I was seriously tempted. I thought how, most probably, its absence wouldn’t be noticed and how, of course, the book would be better off with me (for only an ignorant and disinterested owner would expose such a precious object to the evils of the world).   

I almost took it… At the moment, I am sorry I couldn’t and haven’t. I should have done it – if not for the book itself then certainly to a punish the owner for playing painfully bad music in such a nice interior! 

‘Tis all a Chequer-board of Nights and Days
Where Destiny with Men for Pieces plays:
Hither and thither moves, and mates, and slays,
And one by one back in the Closet lays.
 

Omar Khayyám

book fairs

Summer Book Fest

For a country with ridiculously high VAT on books, its capital city certainly hosts a great number of book fairs. Last Monday saw an opening of the third fair this month. I am not sure to what reason to ascribe this enthusiasm. Is it an act of rebellion? Is it the ‘if the mountain won’t come to Mohammad’ situation? Are they just trying to grab a piece of cake called The Peak of Tourist Season and Sarajevo Film Festival?… It’s probably all of these combined… Nevertheless, I am most surely not the one who’ll complain about their number, but the one to welcome them ardently.

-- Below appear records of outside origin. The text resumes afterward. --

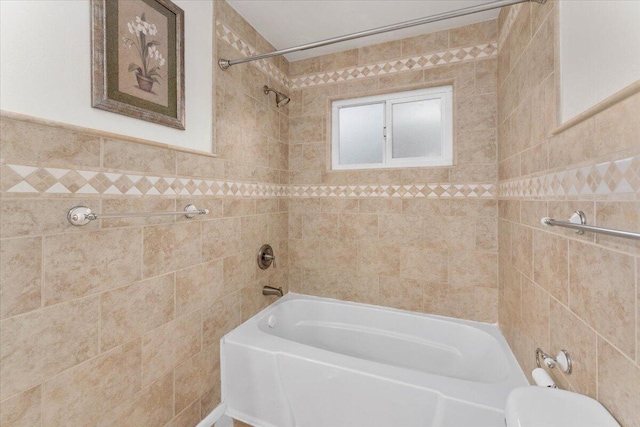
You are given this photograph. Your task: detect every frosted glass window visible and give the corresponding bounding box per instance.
[391,99,442,159]
[331,86,453,169]
[339,104,384,165]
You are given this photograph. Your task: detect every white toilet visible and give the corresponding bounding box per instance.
[505,386,620,427]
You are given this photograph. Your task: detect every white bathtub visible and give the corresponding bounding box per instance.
[221,293,527,427]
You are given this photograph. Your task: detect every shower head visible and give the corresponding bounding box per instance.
[262,85,291,108]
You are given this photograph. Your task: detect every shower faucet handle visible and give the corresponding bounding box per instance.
[262,254,278,268]
[258,245,276,270]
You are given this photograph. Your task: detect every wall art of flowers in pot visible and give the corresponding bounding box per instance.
[90,0,185,129]
[122,13,165,92]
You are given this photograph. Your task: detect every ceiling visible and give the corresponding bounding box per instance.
[227,0,499,61]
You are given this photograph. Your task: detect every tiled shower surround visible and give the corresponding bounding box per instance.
[289,21,498,322]
[498,1,640,427]
[0,0,640,427]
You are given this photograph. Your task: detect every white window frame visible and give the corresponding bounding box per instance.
[331,86,453,170]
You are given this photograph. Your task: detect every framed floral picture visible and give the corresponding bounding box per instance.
[91,0,185,130]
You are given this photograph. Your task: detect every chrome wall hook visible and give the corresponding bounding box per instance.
[536,347,571,374]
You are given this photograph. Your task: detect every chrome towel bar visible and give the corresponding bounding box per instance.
[540,211,640,240]
[67,205,209,226]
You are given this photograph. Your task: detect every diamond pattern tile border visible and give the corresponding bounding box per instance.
[498,155,640,199]
[2,164,497,198]
[289,42,498,89]
[2,164,288,197]
[216,21,498,89]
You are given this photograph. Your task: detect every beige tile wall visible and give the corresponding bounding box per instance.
[0,2,288,427]
[498,1,640,427]
[289,21,498,322]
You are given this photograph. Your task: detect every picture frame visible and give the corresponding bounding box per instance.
[91,0,185,130]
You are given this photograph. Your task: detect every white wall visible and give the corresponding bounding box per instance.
[559,0,640,122]
[0,0,213,152]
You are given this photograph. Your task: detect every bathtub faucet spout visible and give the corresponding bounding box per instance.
[262,286,284,297]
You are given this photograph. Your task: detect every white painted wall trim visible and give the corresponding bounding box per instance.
[196,402,227,427]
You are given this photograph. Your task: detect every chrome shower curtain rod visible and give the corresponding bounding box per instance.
[218,0,547,70]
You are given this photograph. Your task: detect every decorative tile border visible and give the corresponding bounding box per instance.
[2,164,497,198]
[498,155,640,198]
[216,21,289,87]
[289,184,496,199]
[289,42,498,89]
[2,164,287,197]
[216,18,498,89]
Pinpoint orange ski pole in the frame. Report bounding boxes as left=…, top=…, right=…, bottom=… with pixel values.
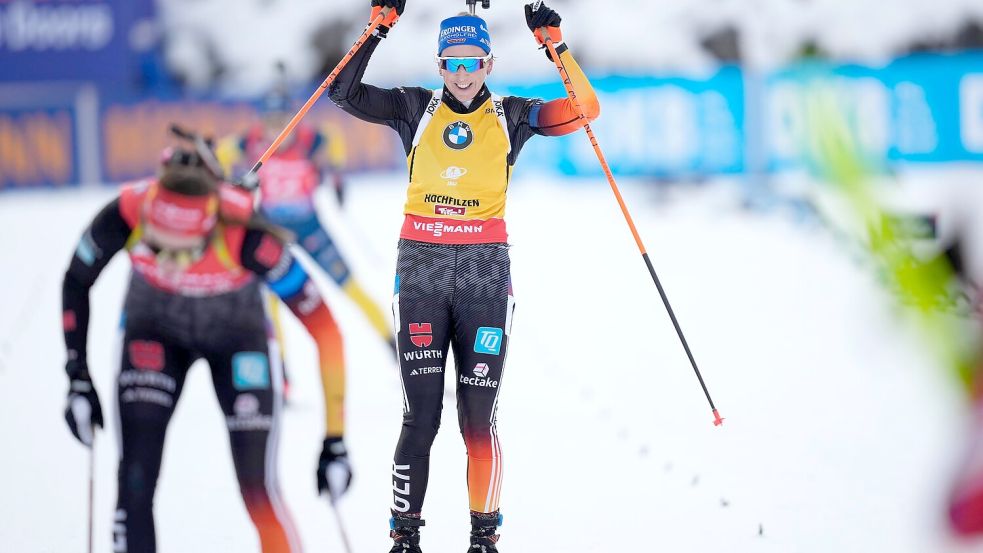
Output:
left=533, top=23, right=724, bottom=426
left=243, top=7, right=392, bottom=177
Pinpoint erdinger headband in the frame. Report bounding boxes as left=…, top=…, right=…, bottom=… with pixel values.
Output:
left=437, top=15, right=491, bottom=56
left=144, top=184, right=218, bottom=236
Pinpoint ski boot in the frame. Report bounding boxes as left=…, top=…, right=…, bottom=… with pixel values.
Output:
left=468, top=511, right=502, bottom=553
left=389, top=513, right=426, bottom=553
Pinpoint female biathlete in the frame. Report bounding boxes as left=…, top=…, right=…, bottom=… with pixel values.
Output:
left=63, top=143, right=351, bottom=553
left=218, top=90, right=396, bottom=356
left=329, top=0, right=599, bottom=553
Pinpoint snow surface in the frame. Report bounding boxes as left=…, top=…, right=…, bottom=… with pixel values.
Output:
left=0, top=174, right=979, bottom=553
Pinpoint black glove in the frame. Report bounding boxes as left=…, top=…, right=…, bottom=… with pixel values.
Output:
left=369, top=0, right=406, bottom=38
left=372, top=0, right=406, bottom=15
left=526, top=3, right=563, bottom=46
left=65, top=361, right=103, bottom=447
left=317, top=438, right=352, bottom=502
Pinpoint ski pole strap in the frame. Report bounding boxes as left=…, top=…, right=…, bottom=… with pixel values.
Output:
left=389, top=517, right=427, bottom=530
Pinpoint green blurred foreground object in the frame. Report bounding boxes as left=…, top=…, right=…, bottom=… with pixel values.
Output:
left=804, top=85, right=978, bottom=391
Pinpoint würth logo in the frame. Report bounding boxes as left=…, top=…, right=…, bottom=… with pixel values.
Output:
left=410, top=323, right=433, bottom=348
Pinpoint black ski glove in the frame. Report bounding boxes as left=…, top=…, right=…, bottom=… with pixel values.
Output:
left=317, top=438, right=352, bottom=502
left=372, top=0, right=406, bottom=15
left=369, top=0, right=406, bottom=38
left=65, top=361, right=103, bottom=447
left=526, top=2, right=567, bottom=59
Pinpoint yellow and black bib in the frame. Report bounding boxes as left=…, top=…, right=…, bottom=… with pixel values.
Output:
left=401, top=90, right=511, bottom=244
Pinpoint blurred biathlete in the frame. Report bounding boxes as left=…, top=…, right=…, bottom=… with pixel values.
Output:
left=329, top=0, right=600, bottom=553
left=63, top=143, right=351, bottom=553
left=218, top=91, right=395, bottom=349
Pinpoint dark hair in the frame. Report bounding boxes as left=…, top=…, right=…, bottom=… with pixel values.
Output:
left=159, top=165, right=218, bottom=196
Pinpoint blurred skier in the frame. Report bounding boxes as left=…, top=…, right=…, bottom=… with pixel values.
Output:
left=218, top=88, right=395, bottom=349
left=63, top=140, right=351, bottom=553
left=329, top=0, right=599, bottom=553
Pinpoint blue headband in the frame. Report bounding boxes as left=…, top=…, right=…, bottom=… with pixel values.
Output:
left=437, top=15, right=491, bottom=55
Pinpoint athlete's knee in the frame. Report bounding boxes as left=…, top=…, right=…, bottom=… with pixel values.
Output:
left=399, top=412, right=440, bottom=456
left=461, top=425, right=499, bottom=460
left=118, top=459, right=158, bottom=516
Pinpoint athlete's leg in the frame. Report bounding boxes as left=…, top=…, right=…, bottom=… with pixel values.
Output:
left=113, top=325, right=194, bottom=553
left=393, top=240, right=456, bottom=515
left=453, top=244, right=514, bottom=513
left=203, top=328, right=301, bottom=553
left=291, top=216, right=393, bottom=345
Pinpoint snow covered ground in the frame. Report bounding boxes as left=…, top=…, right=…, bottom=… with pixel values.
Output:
left=0, top=171, right=978, bottom=553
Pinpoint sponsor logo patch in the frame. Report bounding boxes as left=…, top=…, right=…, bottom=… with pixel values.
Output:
left=433, top=204, right=468, bottom=215
left=444, top=121, right=474, bottom=150
left=474, top=363, right=488, bottom=378
left=410, top=367, right=444, bottom=376
left=403, top=349, right=444, bottom=361
left=458, top=363, right=498, bottom=388
left=410, top=323, right=433, bottom=348
left=61, top=309, right=78, bottom=332
left=232, top=351, right=270, bottom=390
left=474, top=326, right=502, bottom=355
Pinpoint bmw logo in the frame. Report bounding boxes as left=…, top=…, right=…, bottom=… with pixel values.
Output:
left=444, top=121, right=474, bottom=150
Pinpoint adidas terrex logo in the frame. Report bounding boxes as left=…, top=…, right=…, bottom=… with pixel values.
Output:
left=403, top=349, right=444, bottom=361
left=413, top=221, right=485, bottom=237
left=410, top=367, right=444, bottom=376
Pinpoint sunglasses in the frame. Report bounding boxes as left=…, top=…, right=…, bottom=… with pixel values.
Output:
left=437, top=54, right=492, bottom=73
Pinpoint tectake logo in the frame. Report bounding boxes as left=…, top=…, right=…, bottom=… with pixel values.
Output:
left=444, top=121, right=474, bottom=150
left=409, top=323, right=433, bottom=348
left=458, top=363, right=498, bottom=388
left=433, top=205, right=468, bottom=215
left=474, top=363, right=488, bottom=378
left=440, top=165, right=468, bottom=186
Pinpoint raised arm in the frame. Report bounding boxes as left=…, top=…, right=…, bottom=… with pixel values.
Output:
left=525, top=4, right=601, bottom=136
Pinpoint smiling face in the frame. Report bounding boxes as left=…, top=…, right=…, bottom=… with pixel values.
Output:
left=438, top=44, right=494, bottom=104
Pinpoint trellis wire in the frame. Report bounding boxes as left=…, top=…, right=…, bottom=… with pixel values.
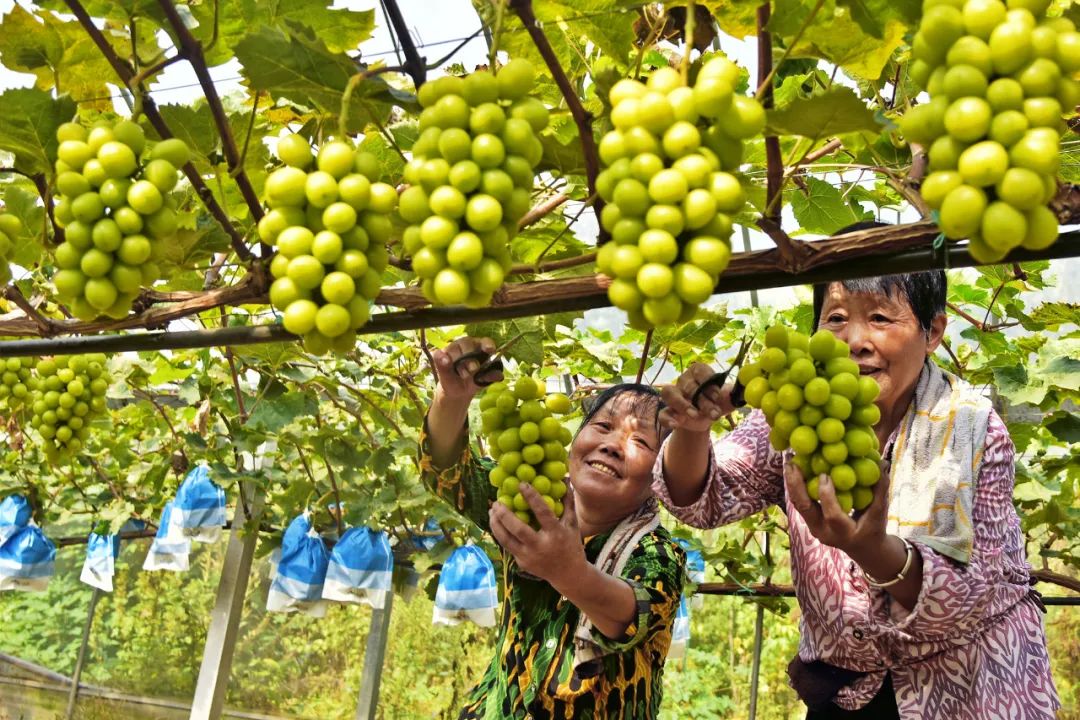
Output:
left=75, top=4, right=645, bottom=104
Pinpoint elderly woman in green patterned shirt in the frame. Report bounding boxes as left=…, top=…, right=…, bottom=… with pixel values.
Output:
left=420, top=338, right=686, bottom=720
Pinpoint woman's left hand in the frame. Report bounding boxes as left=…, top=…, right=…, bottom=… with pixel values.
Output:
left=488, top=483, right=586, bottom=586
left=784, top=463, right=889, bottom=557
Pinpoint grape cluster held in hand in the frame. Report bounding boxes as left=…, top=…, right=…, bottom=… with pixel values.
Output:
left=739, top=325, right=881, bottom=512
left=480, top=376, right=573, bottom=522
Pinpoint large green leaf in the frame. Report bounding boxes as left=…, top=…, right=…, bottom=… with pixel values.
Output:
left=0, top=87, right=76, bottom=175
left=769, top=0, right=907, bottom=80
left=3, top=184, right=45, bottom=268
left=191, top=0, right=375, bottom=65
left=767, top=85, right=881, bottom=140
left=465, top=317, right=543, bottom=366
left=237, top=25, right=411, bottom=133
left=791, top=177, right=874, bottom=235
left=158, top=100, right=218, bottom=159
left=0, top=5, right=120, bottom=109
left=836, top=0, right=921, bottom=38
left=247, top=393, right=319, bottom=433
left=697, top=0, right=761, bottom=39
left=473, top=0, right=637, bottom=83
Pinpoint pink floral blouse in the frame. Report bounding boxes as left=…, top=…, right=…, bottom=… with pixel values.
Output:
left=653, top=410, right=1061, bottom=720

One quick glance at the stalls and it is sadly obvious how the majority of salesmen (and women) are not readers. They are selling books as though they are selling vegetables on a marketplace. As soon as they see a person approaching they rush to make their presence known – “How can I help you?”. Well, you can please stay away and let me have a look and if I am interested in a certain title and express that interest in a form of a question then you are allowed to say something about it and inform me of its price. THAT would be helpful.

I started avoiding one particular table with a magnificent selection of books, a couple of fairs ago. Yes, the prices are high (once attractive now doubled or tripled) but the main reason is the man behind those piles of books. He follows me around the stall, comments on my choices, suggests and stares so intensely that my only wish at that point is to evaporate! Instead, I throw a faint smile, utter an unconvincing excuse and escape to my little island – a stall that’s always there every book fair, that holds a vast quantity of good books, old and new. The man is tall, dark, bearded, somehow resembling Robinson Crusoe and a basketball player (Gasol maybe?). He never says much and when he does it’s almost in a whisper. There I’m at peace and can enjoy quiet browsing all day long if I like.

I left, happy, with three books: Sei Shonagon’s The Pillow Book, Pearl Buck’s Imperial Woman and Saint Exupery’s Wind, Sand and Stars.